Stichting Donorkind / Spermadonor
Rechtbank Den Haag 25 februari 2025, ECLI:NL:RBDHA:2025:2546
Gedaagde in deze zaak is een Nederlandse spermadonor, die wereldwijd bekendheid geniet vanwege het enorme aantal kinderen dat hij verwerkt heeft. De donor heeft jarenlang zowel via fertiliteitsklinieken als privé sperma gedoneerd, zonder openheid te geven over het aantal kinderen dat aldus is verwerkt. In 2023 verbood de rechtbank hem om nog langer als donor actief te zijn. Op dat moment had hij minimaal 550 kinderen verwerkt.
In een Netflix-documentaire uit 2024, The Man with 1000 Kids, komt een aantal ouders van door de spermadonor verwerkte kinderen aan het woord over hun ervaringen met hem. Eén van die ouders, X, is eiser in dit kort geding. De Stichting Donorkind, een vereniging die de belangen behartigt van donorkinderen en hun ouders, is mede-eiser.
Inzet van het kort geding is – kort gezegd – verwijdering van video’s van het YouTube kanaal van de spermadonor, waarin hij zich negatief uitlaat over ouders die medewerking hebben verleend aan de Netflix documentaire en zich richt tot zijn donorkinderen. De eisers vragen ook een verbod op het in de toekomst doen van bepaalde uitingen over die ouders en hun kinderen.
Voor de Voorzieningenrechter de vorderingen inhoudelijk beoordeelt, gaat hij eerst na of de Stichting wel ontvankelijk is in haar vorderingen, die zij namens haar aangeslotenen heeft ingesteld. De conclusie luidt dat aan alle vereisten is voldaan die artikel 3:305a BW stelt en dus is de Stichting ontvankelijk. Het gaat hier om een zogenaamde massazaak (gebaseerd op de Wet afwikkeling massaschade in collectieve actie) en het idee daarvan is dat gelijksoortige belangen van grote groepen door een organisatie worden behartigd vanuit oogpunt van efficiëntie en effectiviteit.

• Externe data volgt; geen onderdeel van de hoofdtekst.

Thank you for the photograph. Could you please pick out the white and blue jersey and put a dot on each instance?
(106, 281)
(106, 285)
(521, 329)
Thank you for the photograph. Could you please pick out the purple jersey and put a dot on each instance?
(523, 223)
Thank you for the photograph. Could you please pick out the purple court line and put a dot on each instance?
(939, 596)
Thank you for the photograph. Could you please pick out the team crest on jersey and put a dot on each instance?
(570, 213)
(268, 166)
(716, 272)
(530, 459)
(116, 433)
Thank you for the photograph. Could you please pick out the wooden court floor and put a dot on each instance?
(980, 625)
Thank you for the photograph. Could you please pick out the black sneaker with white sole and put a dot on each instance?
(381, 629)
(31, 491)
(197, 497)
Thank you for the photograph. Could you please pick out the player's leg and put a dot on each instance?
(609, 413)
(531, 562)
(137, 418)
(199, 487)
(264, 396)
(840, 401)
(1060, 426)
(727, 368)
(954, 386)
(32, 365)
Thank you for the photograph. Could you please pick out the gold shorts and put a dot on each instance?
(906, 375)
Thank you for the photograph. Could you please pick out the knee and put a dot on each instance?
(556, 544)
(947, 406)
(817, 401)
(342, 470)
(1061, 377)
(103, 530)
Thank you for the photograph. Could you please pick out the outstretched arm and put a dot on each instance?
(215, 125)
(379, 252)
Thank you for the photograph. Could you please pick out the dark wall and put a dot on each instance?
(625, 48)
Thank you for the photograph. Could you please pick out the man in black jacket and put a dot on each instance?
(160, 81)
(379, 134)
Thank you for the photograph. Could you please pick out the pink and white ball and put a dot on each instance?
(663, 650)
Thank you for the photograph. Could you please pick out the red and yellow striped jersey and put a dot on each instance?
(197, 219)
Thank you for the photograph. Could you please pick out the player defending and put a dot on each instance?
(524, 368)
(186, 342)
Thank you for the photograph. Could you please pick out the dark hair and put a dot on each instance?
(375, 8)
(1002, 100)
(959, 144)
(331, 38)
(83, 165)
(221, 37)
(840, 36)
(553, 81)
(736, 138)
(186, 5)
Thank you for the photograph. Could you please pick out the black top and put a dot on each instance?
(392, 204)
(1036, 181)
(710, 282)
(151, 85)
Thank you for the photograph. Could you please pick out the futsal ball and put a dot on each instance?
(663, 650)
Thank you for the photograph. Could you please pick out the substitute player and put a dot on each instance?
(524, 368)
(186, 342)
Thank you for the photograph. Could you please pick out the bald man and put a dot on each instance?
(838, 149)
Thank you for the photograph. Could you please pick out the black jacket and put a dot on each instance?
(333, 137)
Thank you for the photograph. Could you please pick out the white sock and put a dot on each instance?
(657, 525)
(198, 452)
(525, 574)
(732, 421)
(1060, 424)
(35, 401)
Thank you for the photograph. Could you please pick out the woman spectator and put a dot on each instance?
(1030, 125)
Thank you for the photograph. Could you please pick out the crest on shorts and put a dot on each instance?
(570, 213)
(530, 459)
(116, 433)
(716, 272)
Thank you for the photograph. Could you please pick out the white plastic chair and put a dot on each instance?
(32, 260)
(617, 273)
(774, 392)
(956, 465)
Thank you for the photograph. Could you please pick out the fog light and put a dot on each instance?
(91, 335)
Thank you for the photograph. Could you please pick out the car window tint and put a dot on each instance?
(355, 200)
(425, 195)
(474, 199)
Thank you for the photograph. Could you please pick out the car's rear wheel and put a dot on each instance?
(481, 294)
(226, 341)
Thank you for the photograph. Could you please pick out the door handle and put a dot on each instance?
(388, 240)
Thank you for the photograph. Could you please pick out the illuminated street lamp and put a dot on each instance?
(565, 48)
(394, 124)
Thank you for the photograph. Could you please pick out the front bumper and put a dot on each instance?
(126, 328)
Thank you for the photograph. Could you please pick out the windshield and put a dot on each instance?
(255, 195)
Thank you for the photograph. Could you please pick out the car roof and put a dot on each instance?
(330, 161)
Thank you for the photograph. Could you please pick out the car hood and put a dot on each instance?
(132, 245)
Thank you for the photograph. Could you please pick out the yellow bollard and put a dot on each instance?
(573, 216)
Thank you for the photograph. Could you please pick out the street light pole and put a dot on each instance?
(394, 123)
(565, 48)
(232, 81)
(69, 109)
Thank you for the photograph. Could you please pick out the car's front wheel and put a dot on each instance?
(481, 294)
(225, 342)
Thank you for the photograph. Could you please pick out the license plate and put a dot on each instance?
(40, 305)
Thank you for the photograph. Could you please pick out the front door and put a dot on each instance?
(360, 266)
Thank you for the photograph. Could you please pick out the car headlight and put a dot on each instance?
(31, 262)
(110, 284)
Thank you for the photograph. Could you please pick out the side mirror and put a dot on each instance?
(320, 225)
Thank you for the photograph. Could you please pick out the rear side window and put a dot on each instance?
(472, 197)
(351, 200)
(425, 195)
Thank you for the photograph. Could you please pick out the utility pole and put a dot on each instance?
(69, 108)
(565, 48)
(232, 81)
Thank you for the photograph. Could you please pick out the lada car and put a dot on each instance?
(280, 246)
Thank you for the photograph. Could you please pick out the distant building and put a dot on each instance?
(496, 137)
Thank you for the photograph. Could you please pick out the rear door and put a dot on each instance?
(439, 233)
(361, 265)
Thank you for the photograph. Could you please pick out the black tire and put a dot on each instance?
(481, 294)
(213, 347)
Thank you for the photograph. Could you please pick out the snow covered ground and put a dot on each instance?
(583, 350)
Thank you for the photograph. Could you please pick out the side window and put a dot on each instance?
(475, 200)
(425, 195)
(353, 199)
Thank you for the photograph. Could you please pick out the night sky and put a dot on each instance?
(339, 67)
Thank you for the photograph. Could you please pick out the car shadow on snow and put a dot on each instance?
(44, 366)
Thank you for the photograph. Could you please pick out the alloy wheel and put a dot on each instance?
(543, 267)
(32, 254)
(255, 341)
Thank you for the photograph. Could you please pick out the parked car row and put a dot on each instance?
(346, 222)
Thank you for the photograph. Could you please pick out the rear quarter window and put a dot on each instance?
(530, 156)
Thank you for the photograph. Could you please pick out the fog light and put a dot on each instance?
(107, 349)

Daarbij past niet dat naast de collectieve belangenbehartiger ook individuele eisers optreden, zoals X. X wordt daarom niet-ontvankelijk verklaard.
De Voorzieningenrechter beoordeelt de zaak vervolgens inhoudelijk door een afweging te maken tussen de over en weer in het geding zijnde belangen; het door artikel 10 EVRM beschermde recht op vrijheid van meningsuiting van de spermadonor enerzijds en het door artikel 8 EVRM beschermde recht van de donorkinderen en hun ouders op eerbiediging van hun persoonlijke levenssfeer anderzijds.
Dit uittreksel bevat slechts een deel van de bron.